Let Me Tell You, No Matter Your Age, Dating (Again) Is A Bitch

If you told me a year ago I would have to start the process of dating again, I'd have probably leapt off the Brooklyn Bridge and gotten it over with. For that matter, if you whispered in my ear a month ago that I'd be ready to date again in January after splitting with my partner of 10 years last September, less than four months ago, I'd probably have slapped both knees and laughed... through my tears.

The last time I went through a break-up was 1998, following seven years with my previous partner. I didn't date for a solid year, deeming it a "healing time." That's all well and good when you're in your 30s, but who wants to waste so much time again? If I intend to ever share again in the company of eligible gentlemen, I'd prefer to do it before I'm a member of AARP.

But sure enough, Wednesday evening I had a date. God, what a horrible word that is. Date. It makes me feel 16 again, and not in a good way, cool cats. Add to that: 1) It's an online meet, through an internet dating portal, which I've never ever done in my life and thus 2) It's a blind date. What the hell am I doing? I'm plenty comfortable in gay bars (not for casual pick ups), but all my single pals insist this is the way it's done in the millennium. It's worth a try, right?

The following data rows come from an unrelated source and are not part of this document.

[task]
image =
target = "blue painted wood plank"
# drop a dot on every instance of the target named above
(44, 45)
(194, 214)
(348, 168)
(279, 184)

After discarding one message after another and paying next to no attention to the site where I posted my profile, a couple weeks ago I heard from a man that actually appeared promising... His name was unique enough to Google his career and history... which revealed a good deal—and he came across as just that, a good deal. We exchanged messages, we talked on the phone, we agreed to meet and all seemed positive enough to proceed... with a... date. Well, shit.

And just like an overeager teen-ager, preparing for our meet Wednesday afternoon was an absurd preparatory exercise. I trimmed my eyebrows, checked my nose hairs, assessed my ears for random hair, evened up my sideburns, shaved... and then again... and once more... and trimmed my fingernails. I dabbed on my favorite Jo Malone cologne, but not too much. I put in my contacts for the first time in months; after all, working from home, I see better with glasses, but they insinuate age. That's bad, right?

And the hair... My morning "do" just didn't do. Flat. So at 3 p.m. I wet it all down again and started over. Mind you, with purported 30 mph winds Wednesday night, it ultimately made no difference. But the tousled look is good, right? Not too manicured. You know?

I was dressed by 4 p.m. for my 7 p.m. meet-up, after trying on four pairs of jeans. Do these make me look like I still have a butt at my age? Thank god I've lost 10 pounds, but does this sweater puff out too much? Is it okay to wear brown shoes with my black leather coat? Yes, this is just the occasion for my fancy Andrew Christian underwear. Okay, I think I'm ready... or not. There's no turning back now.

If you ask for my ultimate pet peeve, it's being late, so I gave myself an hour for the 35-minute subway ride. My phone is charged, I have my date's cell number in pocket... And I'm off... Exhale.

So you want to know how it went down? Pretty spectacular, actually. He is handsome, well-spoken, talkative, grown-up, confident and comfortable in his skin, inquisitive, a native New Yorker, well-dressed & groomed, pretty brown eyes and sexy. We met for drinks... and now he's not a stranger.

God, I'm glad that's over. First dates are always and forever a bitch, no matter your age. But first impression: This man seems promising. We spoke on the phone after both returning home and agreed the eve was a success, and made a second date for dinner Sunday. For our next meet, I plan to shave only once.